The combination of key socioeconomic factors also contributed to weakening the economic base. Violence in the department of Pool between 2016 and 2017 adversely affected the operations of the rail company Société des chemins de fer Congo-Océan (CFCO), disrupting rail transport between Pointe-Noire and Brazzaville.

The report also raises concern about Congo’s high level of public debt, which currently stands at an estimated 117.9% of GDP. Despite ongoing reforms to reduce public spending, the Government still has numerous commitments, increasing payment arrears to the private sector and overindebtedness.

In addition, the country has not yet replenished its foreign currency reserves, which had been depleted to the equivalent of less than one month’s worth of imports.

A fairly favorable outlook but an unsustainable economic model

On a more positive note, the report indicates that fiscal deficits were significantly reduced by almost 12 percentage points of GDP between 2016 and 2017, as a result of tighter public spending, which decreased by close to 27% between 2016 and 2017 while revenue fell by only 8% during the same period. This improvement is due to economic policy measures that have begun to bear fruit with lower inflation and a narrowing of the twin deficits (public finances and external accounts).

Oil production is projected to rise by 8.4% on average between 2018 and 2020, despite an expected downturn in 2020. Moreover, the prospect of a program supported by the International Monetary Fund (IMF) would pave the way for the Republic of Congo to also receive budget support from the World Bank, AfDB, and French Cooperation and thus facilitate the implementation of corrective measures.

The report notes that the economic situation nevertheless remains fragile and recommends a coherent, coordinated suite of reforms for the next three years. “The success of these reforms would provide complementarity and synergy for the continued strong performance of the oil sector to boost investor confidence, revive the non-oil sector, and restore the macroeconomic equilibria that have been disrupted since 2014,” states Etaki Wa Dzon, Economist and co-author of the report.

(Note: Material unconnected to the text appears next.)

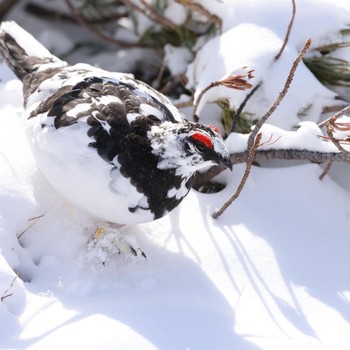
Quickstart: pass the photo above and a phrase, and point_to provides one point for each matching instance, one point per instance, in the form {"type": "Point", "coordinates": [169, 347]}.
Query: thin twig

How can the economy be transformed?

The report concludes with a number of recommendations to change course and move away from an economic model deemed unsustainable. Its proposals include the introduction of far-reaching sector reforms focusing on improving the regulatory and institutional framework for the non-oil private sector; diversifying the economy, particularly the light industry; and shifting workers from low-productivity sectors to high-productivity ones. This will be achieved through increased access to better quality education, geared toward imparting the skills being sought on the labor market.

“Combining a rigorous economic and financial program with budget support focusing on sector reforms aimed at stimulating growth and protecting social sectors should help restore domestic and internal equilibria,” concludes Korotoumou Ouattara, World Bank Resident Representative for the Republic of Congo.